Previously, on “Is DT a monorepo?”

In a previous post, I talked about the layout of DefinitelyTyped and how it was indeed a monorepo, albeit a funky one. In short, packages were laid out (more or less) like this:

types/
  gensync/
    tsconfig.json
    index.d.ts
  node/
    tsconfig.json
    index.d.ts
    package.json
  react/
    tsconfig.json
    index.d.ts
    package.json

And so on. Each tsconfig.json file contained bits like:

{
    "compilerOptions": {
        "baseUrl": "../",
        "typeRoots": [
            "../"
        ],
        "types": []
    }
}

This config means that when a types package looks for itself or another package, it can map to other directories in types; no package.json is needed. At publish time, we detected dependencies and add them. If a package needed an external dependency, then the package would need a package.json file with that dependency declared.

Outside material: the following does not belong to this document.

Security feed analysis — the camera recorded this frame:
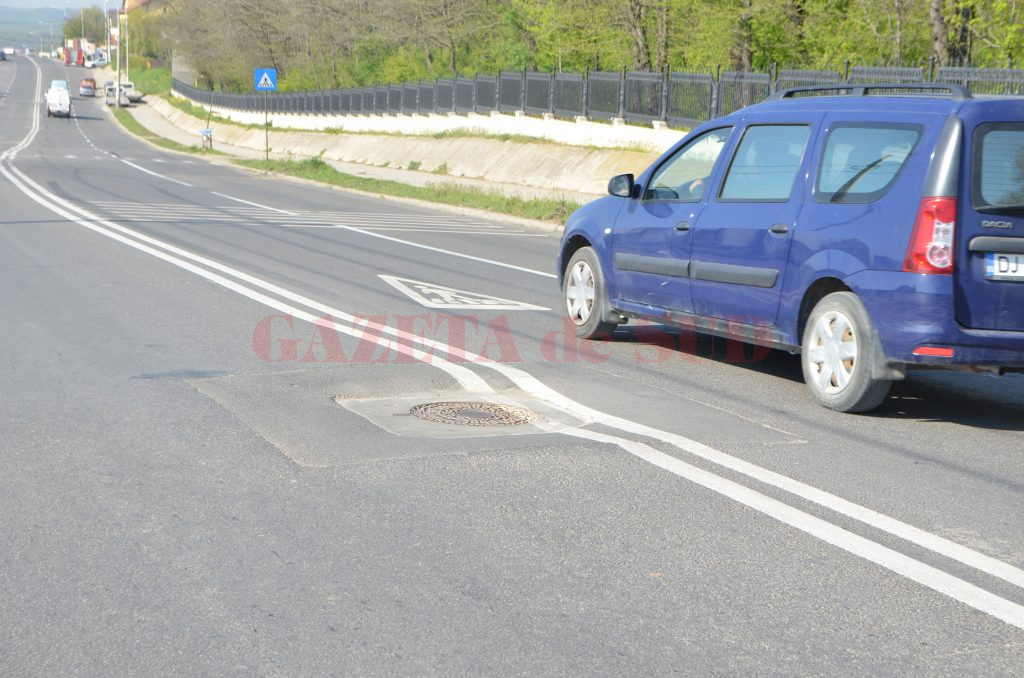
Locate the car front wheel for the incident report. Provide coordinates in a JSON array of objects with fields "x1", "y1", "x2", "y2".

This provided a monorepo-like feel without any symlinking, but with many downsides, including:

  • Long npm install times when external dependencies are needed, especially when testing the entire repo. The tooling just looped over every folder with a package.json and ran npm install.
  • Completely unrealistic module resolution (no node16 / nodenext, no export maps, etc.) thanks to the use of baseUrl, typeRoots, and paths. Not even typesVersions works.

I also talked about what we could do to remedy the situation, which boils down to “what if we were just a monorepo like everyone else uses in the JS ecosystem and let a package manager handle things”?

Making fetch happen

Obviously, all of that was a good 6 months ago. There were some unresolved blockers that made me put the project on the backburner. What changed?

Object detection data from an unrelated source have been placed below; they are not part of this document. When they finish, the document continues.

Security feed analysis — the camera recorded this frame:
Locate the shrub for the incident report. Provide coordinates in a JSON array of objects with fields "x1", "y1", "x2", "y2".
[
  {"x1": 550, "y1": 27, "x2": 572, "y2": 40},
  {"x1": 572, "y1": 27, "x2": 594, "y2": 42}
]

Recently, Andrew merged fetch support into @types/node. Yay!

But, you might have noticed that only @types/node@20 got this feature. Surprise! It’s the second bullet point from above. DefinitelyTyped’s fake module resolution broke resolution inside undici-types, the package @types/node depends on to provide fetch types (without depending on undici itself, which is vendored into Node). The effect of this is that we could only add fetch to the latest types for Node, not to any older versions. In fact, if @types/node@22 were needed, we’d have to drop it from @types/node@20! Boo.

This problem shuffled the whole “DefinitelyTyped monorepo” thing straight to the top of our interest list.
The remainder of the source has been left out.